Elizabeth stood and rested her hand on Angus’s shoulder, steadying herself, as she concluded her thoughts. “When someone we love dies, we don’t remember them as flawed and real, we remember them as we need to remember them, in ways which comfort us. They become not as they were but how we need them to be. Eve cannot compete with an idealized memory, Moira. No one can. And no one should have to.”
Moira sat, staring at the ground, lost in the words she had waited too long to hear.
“Well, Betty,” Angus said, “I think we’ve said all we can for now. It is up to our girl to find her way.”
*
Startled by the front door opening, Eve stood from the sofa, her packed rucksack resting against her legs. “Moira?”
“No.” Alice stood scowling at Eve.
“Is Moira with you?” Eve asked, looking past Alice, hoping that Moira was just behind her. She wasn’t. Eve folded her arms. “What do you want?”
“I just wanted to drop off these things for M
oira. I didn’t realize you’d still be here.” Alice rested a notebook, accompanied by a chocolate cake wrapped in cling film, on the table. She placed a note on top of the book.
“Why did you think I wouldn’t be here?” Eve asked, fearful of the answer.
“Well, Moira couldn’t have made it clearer that she doesn’t want you. I heard you rowing in the garden—it was impossible not to hear you.” Alice shrugged. She then narrowed her eyes and asked with a suspicious tone, “Why haven’t you left?”
“Sorry to disappoint you, Alice.” Eve looked at the cake. “I can see you’ve come ready to celebrate.”
“If you must know, I came to see how Moira was, she wasn’t in work. God only knows what state she’s in. I hope you realize how much you’ve hurt her.”
“What? How much I’ve hurt her? Take a look around you, Alice, I’m not the one who’s stormed off because she wouldn’t talk.”
“That’s because she doesn’t, she doesn’t talk. Certainly not about anything that matters. Take it from me, if you’re expecting her to pour out her feelings, then you’ll be waiting a very long time. So why don’t you go home. Go on, just go!”
“Fuck off, Alice! You don’t get to tell me what to do.”
“Go home, please just go home.” Alice’s voice wavered.
“No, Alice.”
“Why not?”
Alice’s pleading tone prompted Eve to sit down. She replied, exhausted, “Because I love her.”

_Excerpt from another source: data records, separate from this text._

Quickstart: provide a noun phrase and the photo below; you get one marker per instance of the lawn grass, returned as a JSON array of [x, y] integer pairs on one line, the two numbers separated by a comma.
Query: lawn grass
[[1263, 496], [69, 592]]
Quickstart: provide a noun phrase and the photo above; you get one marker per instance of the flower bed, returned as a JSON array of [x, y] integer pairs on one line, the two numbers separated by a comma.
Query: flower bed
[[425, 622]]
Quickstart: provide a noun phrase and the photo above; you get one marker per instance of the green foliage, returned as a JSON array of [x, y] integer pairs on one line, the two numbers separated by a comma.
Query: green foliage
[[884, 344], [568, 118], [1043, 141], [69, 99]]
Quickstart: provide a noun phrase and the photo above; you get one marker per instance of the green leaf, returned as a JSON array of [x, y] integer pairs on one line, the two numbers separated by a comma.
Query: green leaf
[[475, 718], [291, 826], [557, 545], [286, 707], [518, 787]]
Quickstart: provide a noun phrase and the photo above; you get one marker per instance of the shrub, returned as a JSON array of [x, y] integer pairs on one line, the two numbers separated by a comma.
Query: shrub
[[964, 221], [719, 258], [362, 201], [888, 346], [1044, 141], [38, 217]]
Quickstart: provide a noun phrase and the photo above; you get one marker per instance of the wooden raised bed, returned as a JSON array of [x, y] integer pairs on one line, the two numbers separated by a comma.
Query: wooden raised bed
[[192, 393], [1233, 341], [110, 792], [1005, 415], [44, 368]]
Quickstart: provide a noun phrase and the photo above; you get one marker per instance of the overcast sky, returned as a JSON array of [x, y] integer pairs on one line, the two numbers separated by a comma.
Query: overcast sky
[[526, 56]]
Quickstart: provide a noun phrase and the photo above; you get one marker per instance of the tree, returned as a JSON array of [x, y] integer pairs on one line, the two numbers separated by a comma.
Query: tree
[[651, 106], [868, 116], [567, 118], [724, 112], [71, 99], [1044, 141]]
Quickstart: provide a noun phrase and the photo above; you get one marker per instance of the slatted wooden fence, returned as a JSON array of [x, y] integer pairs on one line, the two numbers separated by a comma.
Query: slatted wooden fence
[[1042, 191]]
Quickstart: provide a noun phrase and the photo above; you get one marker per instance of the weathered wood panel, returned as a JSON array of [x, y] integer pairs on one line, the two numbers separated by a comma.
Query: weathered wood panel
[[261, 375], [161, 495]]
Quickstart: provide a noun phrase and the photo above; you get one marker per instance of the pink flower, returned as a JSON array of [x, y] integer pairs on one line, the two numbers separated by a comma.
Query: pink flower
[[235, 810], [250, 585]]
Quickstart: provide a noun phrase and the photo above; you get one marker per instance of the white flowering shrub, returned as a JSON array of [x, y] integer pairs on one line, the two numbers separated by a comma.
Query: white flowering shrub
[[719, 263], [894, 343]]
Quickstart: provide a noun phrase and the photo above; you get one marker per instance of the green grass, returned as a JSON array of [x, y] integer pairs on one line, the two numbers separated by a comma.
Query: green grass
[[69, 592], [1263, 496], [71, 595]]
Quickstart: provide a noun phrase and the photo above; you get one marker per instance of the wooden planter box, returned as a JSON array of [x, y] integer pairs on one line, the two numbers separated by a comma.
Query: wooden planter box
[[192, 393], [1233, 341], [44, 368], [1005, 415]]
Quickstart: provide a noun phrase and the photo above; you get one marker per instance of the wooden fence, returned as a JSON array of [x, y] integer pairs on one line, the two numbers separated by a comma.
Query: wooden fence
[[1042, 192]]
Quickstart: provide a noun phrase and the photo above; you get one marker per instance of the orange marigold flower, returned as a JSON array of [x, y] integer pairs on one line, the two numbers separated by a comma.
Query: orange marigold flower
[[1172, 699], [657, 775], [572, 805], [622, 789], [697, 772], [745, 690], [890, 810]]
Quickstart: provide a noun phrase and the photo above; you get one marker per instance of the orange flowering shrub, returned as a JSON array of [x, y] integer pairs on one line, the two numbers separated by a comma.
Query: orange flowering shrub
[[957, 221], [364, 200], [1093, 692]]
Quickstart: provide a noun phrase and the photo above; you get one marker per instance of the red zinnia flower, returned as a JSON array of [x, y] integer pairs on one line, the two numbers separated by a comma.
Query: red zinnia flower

“I know. I heard you tell her,” Alice admitted, the merest hint of pity in her voice. “And I didn’t hear her tell you she loved you back. That’s why you might as well just leave. There’s no point.” Alice quickly turned to leave.
“But there’s no point to anything without her,” Eve said, trying desperately not to cry again in front of Alice.
Alice glanced back at Eve, and then left without another word.
*
When Moira finally summoned the courage to return home as dusk fell over Newland, her heart sank into her stomach when she saw the note on her table. The croft was empty. The note would be from Eve. It would contain her parting words, wounded and cold.